A series of colds as well as the inclement weather have seen us huddled fireside these past few months with little inclination to venture onto our wintry and wind battered allotment. Instead, a spot of indoor gardening – poring over seed catalogues and planning the year’s growing selection.
Plus this week, sowing a batch of sweet peas in individual seed pots for germination under cover.
Sweet peas are my favourite of all the annual flowers and an abundant sowing means armfuls of heavenly scented blooms to adorn the house all summer. They can be sown directly outside from April, but germinating them indoors gives you a head start when it comes to flowering.
Sweet Peas have long trailing roots and so need to be germinated in deep pots. You can buy special “root trainer” plastic pots for this purpose, but I find that the insides of toilet rolls work just as well. Because they are biodegradable you not only avoid adding to the throw away plastic mountain but you can plant the cardboard roll straight into the ground, thus avoiding disturbance to the nascent root system.
One word of caution if you use this method, the roots really are very tenacious and will colonise the whole seed tray if you are not careful. To avoid this, place each roll or group of rolls in a larger pot with a firm bottom to it two to three weeks after germination.

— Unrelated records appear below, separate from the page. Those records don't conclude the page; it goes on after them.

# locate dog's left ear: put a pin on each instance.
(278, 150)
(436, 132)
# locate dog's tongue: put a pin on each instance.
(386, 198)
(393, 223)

For vegetable seeds, we have a handful of favourite seed suppliers and seed varieties that we order year after year. But then each growing season it’s fun to throw in a couple of newcomers. Sometimes these are successful, like last year’s Thelma Sanders winter squash; now a firm fixture on on the allotment. Just as often they are not (Sarah Raven’s beautifully packaged but disappointing purple peas to give one example) and you just have to put it down to experience.
With some vegetable seeds, there are a whole tranche of things that seem to grow reliably from any supplier. Things like perpetual spinach, turnips, radishes and broad beans to name a few. But with other things we’ve found a considerable variation. So with these varieties, we stick to a particular supplier for seeds that:
- provide high germination rates;
- grow reliably on our exposed and often dry allotment;
- result in superior tasting produce.
Franchi Seeds of Italy
Seeds of Italy is a family run seed company with interesting seed varieties including many for alpine climates.
Climbing French Bean Trionfo Violetto – Best of all the purple beans we have tried, even in dry conditions.
Tromba of Albenga– Amusing trombone shaped courgette that can be eaten as a summer squash or hardened off and kept for up to three months in the winter.
Snow Pea Gigante Svizero – beautiful mauve flowers and tasty pods that stay sweet and crunchy throughout the whole growing season.
And the newcomer we are trying is Cima di Rapa which is a type of turnip grown specifically for its peppery green leaves.
Simpsons are a great value brand and I love their simple packaging
Salad Leaf Mixture Mesclun 2 and 3 – I’ve tried lots of varieties of cut and come again salad and this has proved the most successful with a long harvesting period and slow to go to seed in dry weather. Mesclun 3 has an added sprinkling of oriental greens.
Crown Prince Winter Squash – Simpson’s is one of a handful of suppliers of the beautiful and ever reliable Crown Prince but to my mind they are the best.
Jacob’s Bright Lights Chard – This colourful chard variety looks pretty enough for the flower border and is good value, providing firm ribs which can be steamed and eaten with butter like asparagus as well as spinach like green leaves.
Plus we are trying for the first time Spring Onion North Holland Blood Red Redmate, a purple spring onion which can also be left in the ground and harvested as a full sized bulb.
The Real Seed Company
The delightfully curvacious Themla Sanders is still keeping well after four months in storage.
Thelma Sanders Sweet Potato Squash – one of the newcomers to our allotment last year and we would be placing an order for more…except that The Real Seed Company is fantastically generous with the number of seeds they provide in a packet – so we easily have enough for another year, maybe two.